Bukannya keluar, Roy malah meraih tangan kiri Amel yang posisinya masih menunjuk ke arah pintu. Ia tarik tangan itu hingga lagi-lagi tubuh Amel masuk ke dalam dekapannya.
“Apa-apaan kamu, Roy! Jangan kurang ajar kamu! Lepaskan aku!” Amel berusaha memberontak. Berupaya dengan sekuat tenaga melepaskan tubuhnya yang saat ini sudah dikuasai oleh Roy.
“Malam ini dingin, Sayang … Ayolah, kasih gua kehangatan,” lirih Roy. Pria itu berusaha mencium bibir Amel, namun Amel dengan sekuat tenaga berusaha menghindar. Berkali-kali ciuman Roy salah sasaran, sebab Amel terus memberontak.
“Dasar gila!! BIBI … TOLONG AKU, BI … BIBI ….” Amel masih berusaha berteriak, berharap sang ART segera datang dan membantunya lepas dari cengkaraman lelaki biadab yang saat ini sudah dikuasai nafsu setan.
“Bibi nggak ada … Udah’lah, jangan melawan. Gua akan bawa lo ke surga malam ini. Hahaha ….” Roy terkekeh.

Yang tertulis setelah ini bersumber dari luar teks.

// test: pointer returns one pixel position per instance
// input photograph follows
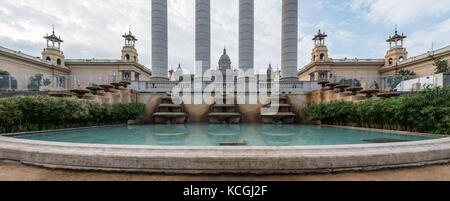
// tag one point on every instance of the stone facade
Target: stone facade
(65, 74)
(369, 72)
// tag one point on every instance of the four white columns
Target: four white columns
(202, 36)
(246, 37)
(159, 40)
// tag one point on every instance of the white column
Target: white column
(246, 35)
(202, 35)
(289, 39)
(159, 39)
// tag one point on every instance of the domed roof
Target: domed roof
(224, 61)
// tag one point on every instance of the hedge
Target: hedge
(34, 113)
(428, 112)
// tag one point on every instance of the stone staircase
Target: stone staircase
(170, 112)
(224, 111)
(278, 111)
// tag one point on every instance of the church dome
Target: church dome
(224, 61)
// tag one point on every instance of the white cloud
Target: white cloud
(400, 11)
(420, 41)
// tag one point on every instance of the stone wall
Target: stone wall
(114, 97)
(327, 96)
(198, 112)
(7, 94)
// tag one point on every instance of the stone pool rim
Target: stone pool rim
(218, 160)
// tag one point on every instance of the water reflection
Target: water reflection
(224, 133)
(279, 135)
(169, 134)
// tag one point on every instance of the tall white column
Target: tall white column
(289, 42)
(202, 36)
(246, 35)
(159, 39)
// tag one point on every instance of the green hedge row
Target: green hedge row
(428, 111)
(33, 113)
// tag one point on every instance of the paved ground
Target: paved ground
(18, 172)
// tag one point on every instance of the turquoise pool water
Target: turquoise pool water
(215, 135)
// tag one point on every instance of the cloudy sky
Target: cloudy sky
(93, 29)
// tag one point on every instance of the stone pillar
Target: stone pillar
(289, 46)
(202, 36)
(159, 39)
(246, 35)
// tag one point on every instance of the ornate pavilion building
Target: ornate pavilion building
(369, 73)
(66, 73)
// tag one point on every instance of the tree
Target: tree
(37, 81)
(402, 76)
(441, 65)
(350, 82)
(5, 81)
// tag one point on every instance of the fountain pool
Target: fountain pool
(217, 135)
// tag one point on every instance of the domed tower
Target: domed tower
(396, 52)
(224, 61)
(53, 51)
(320, 51)
(129, 52)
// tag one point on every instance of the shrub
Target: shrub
(427, 112)
(44, 112)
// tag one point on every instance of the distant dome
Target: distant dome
(224, 61)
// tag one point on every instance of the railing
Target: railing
(423, 56)
(52, 82)
(93, 60)
(66, 83)
(20, 54)
(390, 83)
(357, 60)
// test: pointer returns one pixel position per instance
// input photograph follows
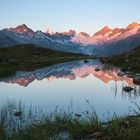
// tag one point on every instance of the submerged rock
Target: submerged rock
(136, 80)
(121, 74)
(97, 69)
(128, 89)
(96, 135)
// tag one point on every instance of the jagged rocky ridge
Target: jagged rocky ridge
(107, 41)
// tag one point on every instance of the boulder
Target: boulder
(97, 69)
(128, 89)
(136, 80)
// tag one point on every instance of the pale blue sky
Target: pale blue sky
(62, 15)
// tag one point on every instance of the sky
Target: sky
(62, 15)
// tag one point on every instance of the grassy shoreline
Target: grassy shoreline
(61, 125)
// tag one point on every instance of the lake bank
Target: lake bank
(65, 126)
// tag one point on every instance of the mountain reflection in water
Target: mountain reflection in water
(75, 81)
(71, 71)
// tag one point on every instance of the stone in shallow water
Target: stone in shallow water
(64, 136)
(97, 69)
(127, 89)
(136, 80)
(121, 74)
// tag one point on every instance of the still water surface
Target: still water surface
(68, 85)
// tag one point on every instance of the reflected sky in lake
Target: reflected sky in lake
(68, 85)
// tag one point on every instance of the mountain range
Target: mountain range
(68, 70)
(106, 42)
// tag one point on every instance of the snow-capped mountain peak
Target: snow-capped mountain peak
(21, 29)
(132, 25)
(49, 31)
(103, 31)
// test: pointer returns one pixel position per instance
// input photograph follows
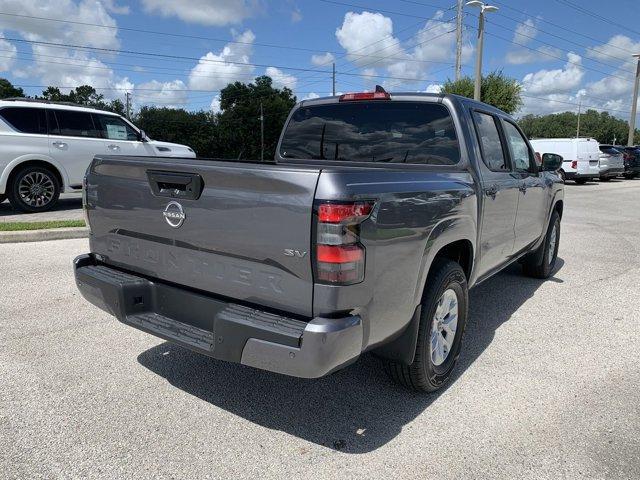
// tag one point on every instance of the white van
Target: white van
(47, 147)
(581, 156)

Kekehannya terdengar sangat mengerikan.
“Roy, kamu jangan macam-macam,” Amel mulai menangis. Tubuhnya sudah dicengkram dengan kuat oleh Roy. Bahkan Roy menarik tubuh itu ke menuju ranjang. Sesampai di ranjang, Roy menghempaskan tubuh Amel dan kembali menindihnya.
TAPP
Roy pun berhasil mendaratkan bibirnya di atas bibir Amel. Amel sekuat yang ia bisa, berusaha melepaskan diri. Namun tenaganya tidak cukup kuat melawan Roy. Apa lagi saat ini Roy dikuasai nafsu setan sementara dirinya sendiri masih sangat lelah.
Roy berusaha melecehkan Amel, namun Amel pun sekuat tenang berusaha mempertahankan diri dan kehormatannya. Amel terus berteriak, berharap ada yang datang menolongnya. Air matanya pun terus mengalir karena semakin lama ia semakin tidak punya tenaga untuk melawan Roy. Setiap Amel berusaha meraih sesuatu untuk pertahan diri, Roy selalu mencegahnya dengan meraih tangan itu lalu menguncinya agar tidak bisa kemana-mana.
Hingga hal yang tidak diinginkan pun akhirnya terjadi. Amel tidak mampu lagi mempertahankan diri. Roy berhasil menodainya, membuatnya terkulai lemas di ranjang dengan alat vital bersimbah darah. Darah perawan yang hilang begitu saja di tangan lelaki b***t yang sama sekali tidak Amel suka.